As threatened – the post on baked beans.
Baked beans on toast are the perennial stand-by for impoverished students in bedsits, low-income earners in bedsits, no-income earners in bedsits, schoolkids, vegetarians and vegans. Or used to be in my younger days. I suppose Pot Noodles took over long ago as easier to not cook.
I was surprised therefore, when browsing another blog, to discover this is not a worldwide-known fact. Other Brits may be similarly surprised – link here.
Baked beans, as we all know, are full of protein (the beans), a tasty sauce, and the toast provides carbs. Beans plus carbs = a good thing, unless you are a paleo primal screaming person, in which case, I really don’t want to hear your view as I have read up on it and written about it here.
For those who can’t afford £42 for fillet steak, a tin of beans and a couple of slices of toast does the job. Incidentally, in the supermarket yesterday I was amazed to watch the woman behind me buy up nearly the equivalent of 14 chickens.
Chicken breasts (in packs of three) were £4 a pack, but buy three for £10. So I watched her pile up one set of three packs, then another three, then another three. A grand total of 27 chicken breasts. A large family I thought. Or a large freezer. Or maybe they just like chicken breasts. Pork chops apparently cost nearly £6 for two. Equally amazing. Don’t knock the humble baked bean, although I don’t suppose small tins are 19 pence these days.
I didn’t eat them very much at home as a kid. They didn’t really fit with my mother’s weekly Corden Bleu Cookery magazines (4/6 each) promoting rich and delicious French cooking. So when we had baked beans on toast for tea, they came laced with butter, cream, and tomato puree. Have to say they were very nice and I would have been happy to have eaten them more often. They were awful at school, thin and watery, for which I blame my mother’s rich French additions at home.
By the time I had become an impoverished student I was no longer interested in tins of baked beans. They had the dreaded S word as one of their major ingredients. I was on a big anti-sugar campaign (still am), so beans were a no-no. Anyway, they weren’t proper food, because they weren’t meat.
How things turn full circle! Moving forward to my vegetarian days, I did find some decent tins of sugar-free beans, Whole Earth, I suspect. Hardly cheap, but at least sugar-free. When I had time, I cooked beans and made the sauce, if not, I bought the tins.
So reading the baked bean post on the blog linked to above, I had a huge urge for baked beans on toast.
Ingredients
Beans, usually haricot (navy in North America I think you call them), but any beans will do. I used pinto, as I was out of haricot.
Tomato sauce – olive oil, onion, garlic, mixed herbs, tomatoes, veg stock, soya milk, vinagre de Jerez, soya sauce (tamari). Tin of toms works instead of fresh.
Method
Soak beans overnight. Cook following day in pressure cooker for 25-30 mins depending on beans and pressure cooker.
Cook onion and garlic, add tomatoes, herbs and stock. When cooked, and cool, zap. At this point I added the tamari sauce, milk, and vinegar. Add beans to finished sauce and warm up to put on toast.
Optional extras
This is the difficult one. You need to decide what you want your sauce to taste like. I added a Thai green chilli which made it pretty hot, suited us, but may not be to everyone’s taste. Ginger, mustard, apple cider vinegar are other popular additions. Worcestershire sauce if you use that (and can find one free of anchovies and sugar) if you don’t like tamari. I did ponder coriander – I didn’t want it to taste curried, but I do want a slightly spicy taste, so that may be for next time.

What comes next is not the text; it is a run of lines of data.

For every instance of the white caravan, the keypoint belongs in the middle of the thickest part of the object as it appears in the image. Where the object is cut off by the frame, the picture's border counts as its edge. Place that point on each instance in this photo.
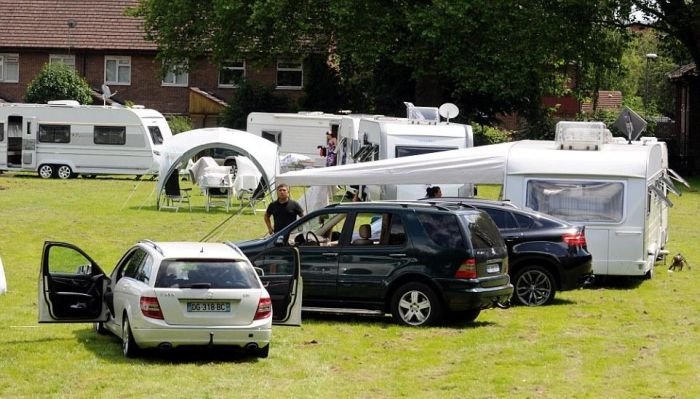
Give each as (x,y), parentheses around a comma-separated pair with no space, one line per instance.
(295,133)
(617,189)
(63,139)
(382,137)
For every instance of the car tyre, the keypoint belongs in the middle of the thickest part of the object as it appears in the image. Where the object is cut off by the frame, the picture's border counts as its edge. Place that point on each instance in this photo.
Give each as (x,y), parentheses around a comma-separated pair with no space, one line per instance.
(64,172)
(99,328)
(46,171)
(533,286)
(129,346)
(416,304)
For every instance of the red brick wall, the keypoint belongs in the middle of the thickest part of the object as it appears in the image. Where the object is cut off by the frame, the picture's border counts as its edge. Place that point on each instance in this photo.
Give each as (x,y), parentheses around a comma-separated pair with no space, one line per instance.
(145,88)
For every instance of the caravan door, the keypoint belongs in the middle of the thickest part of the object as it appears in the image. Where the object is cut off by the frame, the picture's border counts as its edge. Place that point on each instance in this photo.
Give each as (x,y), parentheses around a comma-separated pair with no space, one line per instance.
(29,143)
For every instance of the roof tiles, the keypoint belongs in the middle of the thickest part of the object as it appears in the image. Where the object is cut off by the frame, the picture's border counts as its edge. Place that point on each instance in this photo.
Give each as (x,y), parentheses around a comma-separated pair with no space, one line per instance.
(97,25)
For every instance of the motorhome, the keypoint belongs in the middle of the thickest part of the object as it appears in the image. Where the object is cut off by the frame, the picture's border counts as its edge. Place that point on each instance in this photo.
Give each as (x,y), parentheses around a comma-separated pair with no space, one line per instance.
(616,187)
(63,139)
(295,133)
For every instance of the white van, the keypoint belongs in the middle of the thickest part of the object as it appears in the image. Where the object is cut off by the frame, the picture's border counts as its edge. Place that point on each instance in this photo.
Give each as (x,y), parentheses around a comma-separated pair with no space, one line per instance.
(63,139)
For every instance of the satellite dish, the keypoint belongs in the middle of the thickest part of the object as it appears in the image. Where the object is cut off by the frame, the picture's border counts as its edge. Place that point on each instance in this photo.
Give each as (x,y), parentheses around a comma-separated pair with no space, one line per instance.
(448,111)
(106,94)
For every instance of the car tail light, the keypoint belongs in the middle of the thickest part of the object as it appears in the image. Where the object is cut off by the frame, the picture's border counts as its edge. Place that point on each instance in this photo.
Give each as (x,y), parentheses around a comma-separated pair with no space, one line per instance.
(467,269)
(577,239)
(150,307)
(264,308)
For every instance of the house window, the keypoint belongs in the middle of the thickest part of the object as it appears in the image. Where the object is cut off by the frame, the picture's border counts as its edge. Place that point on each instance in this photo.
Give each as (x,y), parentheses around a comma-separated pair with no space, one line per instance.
(231,73)
(176,76)
(112,135)
(9,68)
(118,70)
(290,75)
(54,133)
(66,59)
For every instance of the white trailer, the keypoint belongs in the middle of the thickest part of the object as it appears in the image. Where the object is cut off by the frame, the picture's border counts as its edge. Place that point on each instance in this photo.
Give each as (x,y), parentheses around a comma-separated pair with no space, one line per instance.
(63,139)
(382,137)
(295,133)
(617,189)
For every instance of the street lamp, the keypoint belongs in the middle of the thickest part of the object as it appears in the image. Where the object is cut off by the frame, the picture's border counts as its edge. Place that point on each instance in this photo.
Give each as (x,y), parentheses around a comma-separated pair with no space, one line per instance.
(650,57)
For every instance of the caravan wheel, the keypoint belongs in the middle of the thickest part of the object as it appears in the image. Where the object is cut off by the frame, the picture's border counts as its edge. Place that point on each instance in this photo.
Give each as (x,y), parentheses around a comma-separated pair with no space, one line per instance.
(64,172)
(45,171)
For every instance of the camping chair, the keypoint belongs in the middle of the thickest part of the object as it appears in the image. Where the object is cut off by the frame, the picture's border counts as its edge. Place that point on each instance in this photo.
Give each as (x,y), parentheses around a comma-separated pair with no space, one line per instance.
(247,191)
(174,195)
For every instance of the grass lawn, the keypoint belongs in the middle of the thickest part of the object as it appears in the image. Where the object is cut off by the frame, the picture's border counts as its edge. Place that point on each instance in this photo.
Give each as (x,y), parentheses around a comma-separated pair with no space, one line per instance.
(634,339)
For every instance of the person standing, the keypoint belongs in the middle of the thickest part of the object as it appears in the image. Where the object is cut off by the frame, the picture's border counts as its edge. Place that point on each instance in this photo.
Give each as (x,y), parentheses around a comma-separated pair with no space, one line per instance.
(283,211)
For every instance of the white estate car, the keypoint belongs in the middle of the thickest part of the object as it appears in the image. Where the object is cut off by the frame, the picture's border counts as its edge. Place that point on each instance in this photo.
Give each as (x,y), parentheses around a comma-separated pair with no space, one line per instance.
(169,294)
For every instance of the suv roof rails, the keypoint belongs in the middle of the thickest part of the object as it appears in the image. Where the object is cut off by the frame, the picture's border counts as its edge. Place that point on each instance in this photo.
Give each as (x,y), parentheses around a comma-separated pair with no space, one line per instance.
(442,205)
(154,245)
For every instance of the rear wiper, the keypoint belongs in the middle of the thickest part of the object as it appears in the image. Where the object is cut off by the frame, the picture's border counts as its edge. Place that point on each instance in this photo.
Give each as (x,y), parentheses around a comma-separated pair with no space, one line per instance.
(200,285)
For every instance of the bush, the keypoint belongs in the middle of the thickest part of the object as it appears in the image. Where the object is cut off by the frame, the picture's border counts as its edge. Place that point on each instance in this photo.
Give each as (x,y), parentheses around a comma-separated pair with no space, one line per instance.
(58,82)
(179,124)
(484,135)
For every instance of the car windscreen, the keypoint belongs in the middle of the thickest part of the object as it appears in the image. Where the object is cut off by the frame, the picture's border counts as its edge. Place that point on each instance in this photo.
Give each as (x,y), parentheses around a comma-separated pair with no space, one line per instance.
(206,273)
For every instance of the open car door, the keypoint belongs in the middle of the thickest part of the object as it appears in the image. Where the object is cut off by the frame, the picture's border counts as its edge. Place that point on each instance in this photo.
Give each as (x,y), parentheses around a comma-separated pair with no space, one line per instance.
(280,271)
(71,286)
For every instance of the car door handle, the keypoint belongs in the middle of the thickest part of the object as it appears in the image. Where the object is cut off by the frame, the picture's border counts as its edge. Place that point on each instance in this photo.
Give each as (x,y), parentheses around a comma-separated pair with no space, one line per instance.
(397,255)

If you want to serve it with greens to salve your conscience, then I would be going for parsley without a doubt, and maybe a dark green leaf salad, eg rocket (aragula), and spinach leaves.
Thanks to The Vegan Kat for her excellent series of interesting breakfast posts throughout February, I guess I just qualify for Hot Breakfast Month, pipping in on the 29th with this one.
(Note to self. Do wash out pans before taking photos, and then put ingredients back in, so that everything looks immaculate).